First of all, tf.train.GradientDescentOptimizer
is designed to use a constant learning rate for all variables in all steps. TensorFlow also provides out-of-the-box adaptive optimizers including the tf.train.AdagradOptimizer
and the tf.train.AdamOptimizer
, and these can be used as drop-in replacements.
However, if you want to control the learning rate with otherwise-vanilla gradient descent, you can take advantage of the fact that the learning_rate
argument to the tf.train.GradientDescentOptimizer
constructor can be a Tensor
object. This allows you to compute a different value for the learning rate in each step, for example:
learning_rate = tf.placeholder(tf.float32, shape=[])
# ...
train_step = tf.train.GradientDescentOptimizer(
learning_rate=learning_rate).minimize(mse)
sess = tf.Session()
# Feed different values for learning rate to each training step.

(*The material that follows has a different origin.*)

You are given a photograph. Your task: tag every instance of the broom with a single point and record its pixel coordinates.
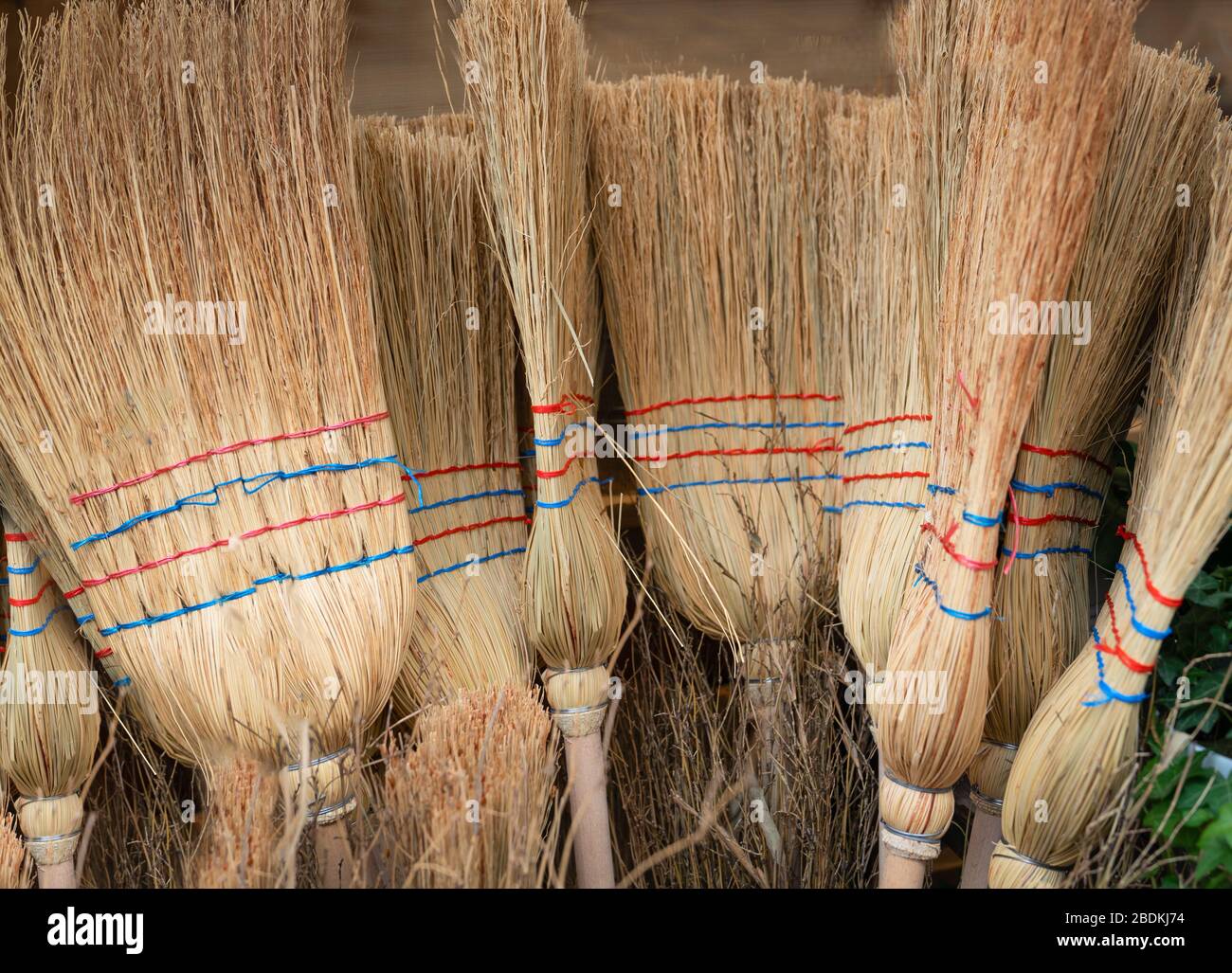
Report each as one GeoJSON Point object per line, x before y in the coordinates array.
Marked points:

sess.run(train_step, feed_dict={learning_rate: 0.1})
sess.run(train_step, feed_dict={learning_rate: 0.1})
sess.run(train_step, feed_dict={learning_rate: 0.01})
sess.run(train_step, feed_dict={learning_rate: 0.01})
Alternatively, you could create a scalar tf.Variable
that holds the learning rate, and assign it each time you want to change the learning rate.
Tensorflow provides an op to automatically apply an exponential decay to a learning rate tensor: tf.train.exponential_decay
. For an example of it in use, see this line in the MNIST convolutional model example. Then use @mrry's suggestion above to supply this variable as the learning_rate parameter to your optimizer of choice.
The key excerpt to look at is:
# Optimizer: set up a variable that's incremented once per batch and
# controls the learning rate decay.
batch = tf.Variable(0)
learning_rate = tf.train.exponential_decay(
0.01, # Base learning rate.
batch * BATCH_SIZE, # Current index into the dataset.
train_size, # Decay step.
0.95, # Decay rate.
staircase=True)
# Use simple momentum for the optimization.
optimizer = tf.train.MomentumOptimizer(learning_rate,
0.9).minimize(loss,
global_step=batch)
Note the global_step=batch
parameter to minimize. That tells the optimizer to helpfully increment the 'batch' parameter for you every time it trains.